Fred Cody of Cody’s Books was concerned about the potential for violence. He reached out to Roy Kepler of Kepler’s Books in Menlo Park and the local Quaker community. Peace activist Peter Bergel was recruited to train marshals for the march. As many as 800 people went through the training the night before the march at Le Conte School. Local Quakers bought 30,000 daisies that were distributed to marchers, leading to many instantly iconic photos of daises and barbed wire, daisies and bayonets, daisies and National Guard etc. Men and women who would go on to lifetimes dedicated to non-violent resistance were here, maintaining the peace – Mandy Carter, Randy Keeler, Steve Ladd, and many others.
The march was huge.
Estimates ranged up to 30,000 marchers. It is the largest demonstration in Berkeley’s history.
The march was peaceful and nonviolent and there were only a few scattered arrests. It was Berkeley Big Love in action.
Some found the march exhilarating, an affirmation of Berkeley’s ability to maintain discipline and unity and nonviolence despite state violence and provocation.
Others found the march a failure, a co-opting of a militant resistance to state violence that failed to change anything about the University’s occupation of the Park.
I am more than ever aware of the different cities called Berkeley – the city as it existed in the past, the city as it actually exists, and the city of our imagination and the nation’s imagination. Forty-nine years ago, the city that existed was one in which 30,000 people would join a march to demonstrate resistance to shotgun shootings of innocent bystanders, helicopter tear gassing, military occupation, and illegal mass arrests. That became the Berkeley of the nation’s imagination. Is it the Berkeley that exists today? Would we do today what we did then? I hope so.
One of those whose courage we celebrated and whose shooting we condemned on the march was Donovan Rundle, a first-quarter freshman trying to return to his dorm room and carrying a copy of The Tempest, who on May 15 was shot at close range by a shotgun loaded with buckshot.

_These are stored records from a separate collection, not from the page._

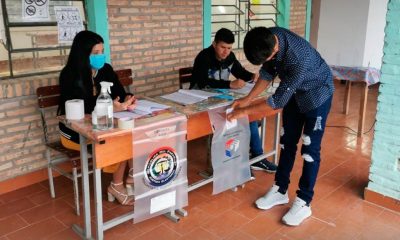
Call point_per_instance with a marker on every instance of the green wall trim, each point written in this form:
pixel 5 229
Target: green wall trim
pixel 206 23
pixel 97 18
pixel 308 20
pixel 283 18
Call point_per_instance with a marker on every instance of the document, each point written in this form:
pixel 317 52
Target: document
pixel 145 106
pixel 244 90
pixel 187 97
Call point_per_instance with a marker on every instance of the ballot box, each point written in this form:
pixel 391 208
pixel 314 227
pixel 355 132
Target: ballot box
pixel 160 166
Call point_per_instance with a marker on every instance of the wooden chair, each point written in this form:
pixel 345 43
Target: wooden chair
pixel 125 77
pixel 185 75
pixel 48 99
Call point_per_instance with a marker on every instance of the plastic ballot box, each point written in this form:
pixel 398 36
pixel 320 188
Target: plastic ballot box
pixel 160 165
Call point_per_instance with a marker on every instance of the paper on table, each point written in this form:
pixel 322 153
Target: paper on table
pixel 198 93
pixel 244 90
pixel 182 98
pixel 127 114
pixel 145 106
pixel 232 123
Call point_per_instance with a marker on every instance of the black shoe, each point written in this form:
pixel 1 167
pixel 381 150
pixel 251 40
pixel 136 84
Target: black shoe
pixel 264 165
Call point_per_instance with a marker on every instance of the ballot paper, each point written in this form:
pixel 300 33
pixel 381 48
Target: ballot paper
pixel 148 107
pixel 244 90
pixel 187 97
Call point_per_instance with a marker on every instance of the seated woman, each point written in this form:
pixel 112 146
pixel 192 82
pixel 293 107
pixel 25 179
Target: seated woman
pixel 80 79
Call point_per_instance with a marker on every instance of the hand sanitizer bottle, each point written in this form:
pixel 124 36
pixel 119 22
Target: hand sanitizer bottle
pixel 104 107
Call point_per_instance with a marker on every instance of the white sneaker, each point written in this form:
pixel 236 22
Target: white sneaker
pixel 297 213
pixel 272 198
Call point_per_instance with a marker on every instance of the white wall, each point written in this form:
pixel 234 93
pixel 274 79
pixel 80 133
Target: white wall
pixel 342 31
pixel 375 33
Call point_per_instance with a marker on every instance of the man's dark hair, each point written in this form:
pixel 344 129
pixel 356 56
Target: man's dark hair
pixel 258 45
pixel 224 35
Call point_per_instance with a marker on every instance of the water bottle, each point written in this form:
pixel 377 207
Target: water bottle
pixel 104 107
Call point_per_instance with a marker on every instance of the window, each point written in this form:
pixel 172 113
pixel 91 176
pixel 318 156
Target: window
pixel 240 16
pixel 31 46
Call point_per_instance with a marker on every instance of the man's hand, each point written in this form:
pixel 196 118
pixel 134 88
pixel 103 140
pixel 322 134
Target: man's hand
pixel 236 84
pixel 128 104
pixel 241 103
pixel 236 113
pixel 255 77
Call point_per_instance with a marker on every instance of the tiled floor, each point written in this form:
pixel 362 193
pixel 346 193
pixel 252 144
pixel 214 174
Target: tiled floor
pixel 339 211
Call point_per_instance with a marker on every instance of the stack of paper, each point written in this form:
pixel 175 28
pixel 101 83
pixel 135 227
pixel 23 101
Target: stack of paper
pixel 186 97
pixel 244 90
pixel 147 107
pixel 143 107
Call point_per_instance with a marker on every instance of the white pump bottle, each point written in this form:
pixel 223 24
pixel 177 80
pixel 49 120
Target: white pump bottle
pixel 104 107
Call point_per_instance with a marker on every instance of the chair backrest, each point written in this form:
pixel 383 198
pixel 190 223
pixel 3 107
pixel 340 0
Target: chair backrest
pixel 48 97
pixel 185 74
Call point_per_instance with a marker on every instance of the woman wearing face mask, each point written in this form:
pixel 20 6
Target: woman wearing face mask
pixel 80 79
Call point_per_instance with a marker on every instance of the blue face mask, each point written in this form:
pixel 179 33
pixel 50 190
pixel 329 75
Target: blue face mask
pixel 97 60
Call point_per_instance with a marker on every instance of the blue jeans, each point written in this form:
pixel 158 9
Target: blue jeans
pixel 310 126
pixel 256 148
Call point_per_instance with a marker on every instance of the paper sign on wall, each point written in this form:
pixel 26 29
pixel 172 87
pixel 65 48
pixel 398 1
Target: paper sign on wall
pixel 69 23
pixel 35 10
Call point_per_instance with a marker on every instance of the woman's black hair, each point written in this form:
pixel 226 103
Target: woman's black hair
pixel 258 45
pixel 81 48
pixel 76 77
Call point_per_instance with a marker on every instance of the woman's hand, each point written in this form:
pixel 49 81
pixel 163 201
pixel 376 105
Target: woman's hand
pixel 128 104
pixel 241 103
pixel 236 113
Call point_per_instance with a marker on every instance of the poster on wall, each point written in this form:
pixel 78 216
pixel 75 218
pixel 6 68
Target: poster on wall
pixel 69 23
pixel 35 10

Rundle nearly bled out lying on Parker Street. His intestines were oozing from his eviscerated abdomen. Mario Savio, who by circumstance was nearby, shielding Rundle from further police violence. Neighbors on Parker and Chilton carried him inside a house, sheltering and comforting him until an ambulance arrived.
As he was loaded into the ambulance, Rundle flashed a “V” sign.
That is something to remember this Memorial Day – the Berkeley that had moral outrage and the first-quarter freshman with the courage to assert hope while on a stretcher and the neighbors who took him off the street and gave him comfort and support in a very dark few minutes.
That is the Berkeley of my imagination. The slogan of the French workers and students who took part in the May 1968 uprising was “All Power to the Imagination!” I agree.
I showed the post to my friend.
He got wistful. “Memorial Day makes me think of Whitman.”
He recited the opening lines of When Lilacs Last in the Door Bloom’d – “When lilacs last in the dooryard bloom’d / And the great star early droop’d in the western sky in the night / I mourn’d, and yet shall mourn with ever-returning spring.” He almost whispered another line – “Lilac blooming perennial and drooping star in the west.
I had not heard him recite Whitman in all the years we’ve known each other. Live and learn.
“And,” he continued, “You know that it was the WABAC machine not Wayback, right? And that Rock and Bullwinkle went off the air in 1964 and so Mr. Peabody never would have set the machine back to 1969? I get it – cool graphic, cultural allusion, but just so you know that you have some technical problems.”
Points taken. On the whole, though, what about this time-travel post?